By Webteam - 10th September 2019 6:01am
Colchester, September 10th AD43
Since Julius Caesar's second invasion in 54BC much of Britain had provided tribute to Rome, its multitude of mini-kingdoms turned to client states. After the assassination of Caligula (who had planned his own invasion of Britain) and the elevation of Claudius as his successor, the new ruler needed a triumph to cement his position and secure the loyalty of the legions. Britain was an obvious choice, not least because of its silver as other sources were running low, and to associate Claudius with Caesar. A plea for help from a displaced chieftain provided an excuse.
Four legions, roughly 20,000 men, landed either at Richborough in modern Kent, or near Southampton, soon defeating the large forces sent against them in a two-day battle.

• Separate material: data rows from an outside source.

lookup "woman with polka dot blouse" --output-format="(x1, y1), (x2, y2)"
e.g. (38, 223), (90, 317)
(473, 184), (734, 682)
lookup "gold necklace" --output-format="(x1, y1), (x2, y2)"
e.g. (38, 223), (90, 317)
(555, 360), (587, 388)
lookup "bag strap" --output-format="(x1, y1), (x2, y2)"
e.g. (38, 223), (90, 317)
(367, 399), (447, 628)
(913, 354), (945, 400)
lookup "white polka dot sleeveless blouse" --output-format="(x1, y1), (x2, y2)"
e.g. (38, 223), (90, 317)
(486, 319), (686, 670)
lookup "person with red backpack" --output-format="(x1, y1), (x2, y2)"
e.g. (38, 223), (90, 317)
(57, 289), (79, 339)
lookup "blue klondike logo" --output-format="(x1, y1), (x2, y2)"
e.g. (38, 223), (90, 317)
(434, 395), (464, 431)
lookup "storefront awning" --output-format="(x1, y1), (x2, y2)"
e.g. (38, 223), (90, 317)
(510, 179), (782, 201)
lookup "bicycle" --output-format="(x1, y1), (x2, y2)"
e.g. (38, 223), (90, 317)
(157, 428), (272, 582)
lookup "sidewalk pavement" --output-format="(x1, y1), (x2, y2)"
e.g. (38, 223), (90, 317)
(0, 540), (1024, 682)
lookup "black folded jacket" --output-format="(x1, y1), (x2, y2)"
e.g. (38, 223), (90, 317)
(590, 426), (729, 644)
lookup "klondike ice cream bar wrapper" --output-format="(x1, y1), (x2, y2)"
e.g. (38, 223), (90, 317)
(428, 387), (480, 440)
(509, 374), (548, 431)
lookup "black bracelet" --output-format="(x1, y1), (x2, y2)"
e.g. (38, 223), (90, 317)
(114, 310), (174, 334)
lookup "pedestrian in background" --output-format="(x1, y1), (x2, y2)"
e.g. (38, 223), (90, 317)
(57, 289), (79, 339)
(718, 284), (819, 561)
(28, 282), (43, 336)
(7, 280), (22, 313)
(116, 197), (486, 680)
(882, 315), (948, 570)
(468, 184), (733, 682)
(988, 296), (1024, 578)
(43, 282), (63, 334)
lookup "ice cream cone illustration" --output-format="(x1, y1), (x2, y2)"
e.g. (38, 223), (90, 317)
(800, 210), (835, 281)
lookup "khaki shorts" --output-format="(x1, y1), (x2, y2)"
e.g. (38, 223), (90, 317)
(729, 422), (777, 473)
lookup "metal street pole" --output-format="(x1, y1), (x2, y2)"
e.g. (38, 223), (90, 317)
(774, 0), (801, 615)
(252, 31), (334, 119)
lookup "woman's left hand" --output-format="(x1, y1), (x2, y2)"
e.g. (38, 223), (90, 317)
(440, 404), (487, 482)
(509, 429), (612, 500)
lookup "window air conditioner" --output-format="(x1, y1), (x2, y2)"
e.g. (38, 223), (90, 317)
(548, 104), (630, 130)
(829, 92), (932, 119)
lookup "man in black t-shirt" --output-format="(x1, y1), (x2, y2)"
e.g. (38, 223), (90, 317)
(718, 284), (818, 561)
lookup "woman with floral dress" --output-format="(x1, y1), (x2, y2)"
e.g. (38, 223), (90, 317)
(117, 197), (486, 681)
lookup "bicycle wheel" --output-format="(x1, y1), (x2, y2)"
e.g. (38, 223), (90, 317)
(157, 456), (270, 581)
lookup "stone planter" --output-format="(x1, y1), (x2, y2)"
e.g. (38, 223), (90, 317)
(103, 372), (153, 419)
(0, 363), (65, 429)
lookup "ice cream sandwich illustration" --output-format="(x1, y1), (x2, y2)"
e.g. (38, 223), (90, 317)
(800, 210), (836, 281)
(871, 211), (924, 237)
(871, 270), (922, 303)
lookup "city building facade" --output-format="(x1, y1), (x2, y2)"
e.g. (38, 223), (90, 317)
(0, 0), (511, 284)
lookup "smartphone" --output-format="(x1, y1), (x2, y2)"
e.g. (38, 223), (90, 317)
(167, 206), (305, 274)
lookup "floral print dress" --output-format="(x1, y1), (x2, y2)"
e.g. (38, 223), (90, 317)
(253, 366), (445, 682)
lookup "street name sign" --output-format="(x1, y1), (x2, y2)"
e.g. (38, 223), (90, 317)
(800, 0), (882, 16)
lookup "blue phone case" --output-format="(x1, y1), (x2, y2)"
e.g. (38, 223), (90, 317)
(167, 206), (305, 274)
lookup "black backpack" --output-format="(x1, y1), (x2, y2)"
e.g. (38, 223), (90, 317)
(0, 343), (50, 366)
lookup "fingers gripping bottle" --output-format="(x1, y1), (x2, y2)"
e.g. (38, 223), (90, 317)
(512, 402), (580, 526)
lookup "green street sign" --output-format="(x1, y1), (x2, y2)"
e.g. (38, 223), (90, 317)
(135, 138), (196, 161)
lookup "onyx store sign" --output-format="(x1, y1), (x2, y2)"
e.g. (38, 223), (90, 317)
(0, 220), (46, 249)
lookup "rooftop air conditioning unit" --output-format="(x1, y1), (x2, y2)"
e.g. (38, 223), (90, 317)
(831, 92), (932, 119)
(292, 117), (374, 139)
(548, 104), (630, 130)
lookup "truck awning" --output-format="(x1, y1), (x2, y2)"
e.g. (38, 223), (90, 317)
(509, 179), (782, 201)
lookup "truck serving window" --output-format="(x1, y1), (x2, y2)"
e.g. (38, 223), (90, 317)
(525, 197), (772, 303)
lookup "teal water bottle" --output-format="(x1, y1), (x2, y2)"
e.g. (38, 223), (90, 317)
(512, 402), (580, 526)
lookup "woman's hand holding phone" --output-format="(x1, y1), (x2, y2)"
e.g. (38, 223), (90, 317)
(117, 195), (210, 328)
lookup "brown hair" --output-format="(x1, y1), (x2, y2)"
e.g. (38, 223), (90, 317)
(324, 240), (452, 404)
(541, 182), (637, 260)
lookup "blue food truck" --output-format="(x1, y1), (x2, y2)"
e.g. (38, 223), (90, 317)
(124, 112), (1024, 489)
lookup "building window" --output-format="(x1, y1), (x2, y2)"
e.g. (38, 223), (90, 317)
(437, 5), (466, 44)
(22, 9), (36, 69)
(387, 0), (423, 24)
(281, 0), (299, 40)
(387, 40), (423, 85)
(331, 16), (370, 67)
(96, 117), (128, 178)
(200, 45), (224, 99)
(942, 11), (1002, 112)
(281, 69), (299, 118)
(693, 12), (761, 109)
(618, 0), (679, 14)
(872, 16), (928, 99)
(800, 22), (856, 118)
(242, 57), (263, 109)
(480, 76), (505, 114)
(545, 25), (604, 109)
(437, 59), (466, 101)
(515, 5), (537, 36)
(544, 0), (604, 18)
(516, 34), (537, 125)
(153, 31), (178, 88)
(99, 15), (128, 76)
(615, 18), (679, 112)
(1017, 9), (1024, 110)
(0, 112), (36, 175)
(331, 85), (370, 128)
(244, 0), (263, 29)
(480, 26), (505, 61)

When the path to final victory was clear, Claudius himself arrived with reinforcements including elephants, facilitating the taking of Colchester, capital of the Catuvellauni. It was hoped that their leader Caratacus would be captured as well, but the latter escaped to continue the fight for a time. Claudius was able to parade in triumph through what the Romans named Camulodunum, his elephants doubtless an imposing sight. Having accepted the submission of 11 tribal kings at what is now the Gosbecks district of Colchester he was able to return to Rome a conqueror, having spent a grand total of 16 days in Britain.
Most of Britain remained under Roman control for nearly four centuries.